More On High School Auctions
I talked a bit the other day about how in high schools, the auction-team is often a coalition of volunteers supporting specific clubs or teams, rather than relying only on the PTA/PTSA/PTO or school foundation. This made coordination an absolute imperative, but it also spreads the work of procurement and ticket sales much more widely - at our HS Auction, each team was limited to procuring two silent auction items and one live auction item (plus unlimited gift cards for the Buy It Now board). How much easier is to to procure two or three items than some unspecified number that can approach 200?

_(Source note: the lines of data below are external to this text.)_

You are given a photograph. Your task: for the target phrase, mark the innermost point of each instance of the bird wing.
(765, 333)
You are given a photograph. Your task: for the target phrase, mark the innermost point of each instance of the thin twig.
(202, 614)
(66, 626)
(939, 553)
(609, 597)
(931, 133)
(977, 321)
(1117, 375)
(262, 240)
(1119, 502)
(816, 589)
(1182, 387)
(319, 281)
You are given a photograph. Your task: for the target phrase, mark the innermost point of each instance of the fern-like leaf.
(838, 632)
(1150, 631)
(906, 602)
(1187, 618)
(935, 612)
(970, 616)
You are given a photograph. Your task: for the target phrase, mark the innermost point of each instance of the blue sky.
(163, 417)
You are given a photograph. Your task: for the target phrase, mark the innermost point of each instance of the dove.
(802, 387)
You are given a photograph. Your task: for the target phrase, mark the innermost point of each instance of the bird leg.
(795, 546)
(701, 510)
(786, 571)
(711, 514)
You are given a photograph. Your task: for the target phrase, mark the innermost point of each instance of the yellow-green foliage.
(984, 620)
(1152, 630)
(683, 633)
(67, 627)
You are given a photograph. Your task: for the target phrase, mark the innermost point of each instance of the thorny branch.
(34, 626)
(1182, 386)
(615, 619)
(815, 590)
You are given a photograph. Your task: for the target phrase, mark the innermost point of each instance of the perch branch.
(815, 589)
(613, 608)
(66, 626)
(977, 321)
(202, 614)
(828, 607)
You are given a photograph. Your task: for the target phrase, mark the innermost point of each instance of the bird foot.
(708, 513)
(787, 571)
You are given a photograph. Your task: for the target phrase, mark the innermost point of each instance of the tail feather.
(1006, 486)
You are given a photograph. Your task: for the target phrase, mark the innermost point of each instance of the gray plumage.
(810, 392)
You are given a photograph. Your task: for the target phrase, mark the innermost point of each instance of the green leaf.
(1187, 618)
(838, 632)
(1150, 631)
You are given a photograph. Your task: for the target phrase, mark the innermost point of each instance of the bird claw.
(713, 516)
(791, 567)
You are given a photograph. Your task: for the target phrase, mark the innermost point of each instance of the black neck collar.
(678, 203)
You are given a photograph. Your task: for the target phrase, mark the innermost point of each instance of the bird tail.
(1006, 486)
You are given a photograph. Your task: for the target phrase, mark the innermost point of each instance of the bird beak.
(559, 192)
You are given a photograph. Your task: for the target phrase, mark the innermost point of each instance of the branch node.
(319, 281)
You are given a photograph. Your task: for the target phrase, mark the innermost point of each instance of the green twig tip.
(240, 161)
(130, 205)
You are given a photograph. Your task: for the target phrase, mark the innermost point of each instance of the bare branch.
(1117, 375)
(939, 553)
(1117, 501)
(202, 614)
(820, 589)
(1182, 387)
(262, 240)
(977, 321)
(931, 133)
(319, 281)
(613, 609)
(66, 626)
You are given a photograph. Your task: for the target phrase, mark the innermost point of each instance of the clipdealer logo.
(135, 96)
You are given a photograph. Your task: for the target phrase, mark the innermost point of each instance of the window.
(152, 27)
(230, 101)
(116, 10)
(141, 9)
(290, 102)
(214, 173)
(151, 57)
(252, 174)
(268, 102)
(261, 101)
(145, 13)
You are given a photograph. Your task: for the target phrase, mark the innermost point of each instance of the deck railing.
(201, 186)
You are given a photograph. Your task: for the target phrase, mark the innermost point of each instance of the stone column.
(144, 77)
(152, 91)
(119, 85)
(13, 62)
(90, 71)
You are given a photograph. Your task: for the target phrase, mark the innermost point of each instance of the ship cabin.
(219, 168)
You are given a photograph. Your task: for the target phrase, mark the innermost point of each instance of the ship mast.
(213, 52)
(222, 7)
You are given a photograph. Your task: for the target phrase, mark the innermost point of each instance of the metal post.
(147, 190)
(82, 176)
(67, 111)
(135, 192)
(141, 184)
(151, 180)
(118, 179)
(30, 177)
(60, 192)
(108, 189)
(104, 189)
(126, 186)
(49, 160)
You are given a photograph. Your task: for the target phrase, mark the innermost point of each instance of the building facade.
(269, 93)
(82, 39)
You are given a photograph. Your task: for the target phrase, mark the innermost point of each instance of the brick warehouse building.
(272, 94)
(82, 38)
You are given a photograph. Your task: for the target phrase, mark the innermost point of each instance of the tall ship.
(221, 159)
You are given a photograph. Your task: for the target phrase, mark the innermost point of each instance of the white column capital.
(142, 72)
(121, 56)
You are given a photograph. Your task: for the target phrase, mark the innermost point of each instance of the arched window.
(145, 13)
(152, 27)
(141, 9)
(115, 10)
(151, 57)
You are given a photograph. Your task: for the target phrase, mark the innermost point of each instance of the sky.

What’s really interesting is that this fragmentation is not as prominent when it comes to guest activity. I expected more of this, but really, the guests bid on whatever they wanted to buy, regardless of which club or team procured it (and thus benefited from its sale).
The one place where the chair explicitly prompted people to fly the flag of their favorite club or team was with a game we played right before the live auction, called “Winner Takes All”. There was an index card on each table, and the people at the tables were encouraged to pass it around and write down:
- Their Name
- Their Bid Number
- An Amount
- A Club or Team
If a guest did all of this, they were committing to donate that amount as part of this game. The twist? Whichever club or team was responsible for the highest total donation amount received ALL of the money raised in this game. Hence the name, “Winner Takes All”.
There are few things that happen as part of a fundraising auction that I haven’t seen before - this was the first one in a while. And it worked pretty well - at check-out I was expecting a lot of confusion from the guests, but the chair had done an excellent job of explaining it, and there was very little complaining. About half the guests put in a bid, the bids ranged from $10 to $725, and it raised a little over $6,000.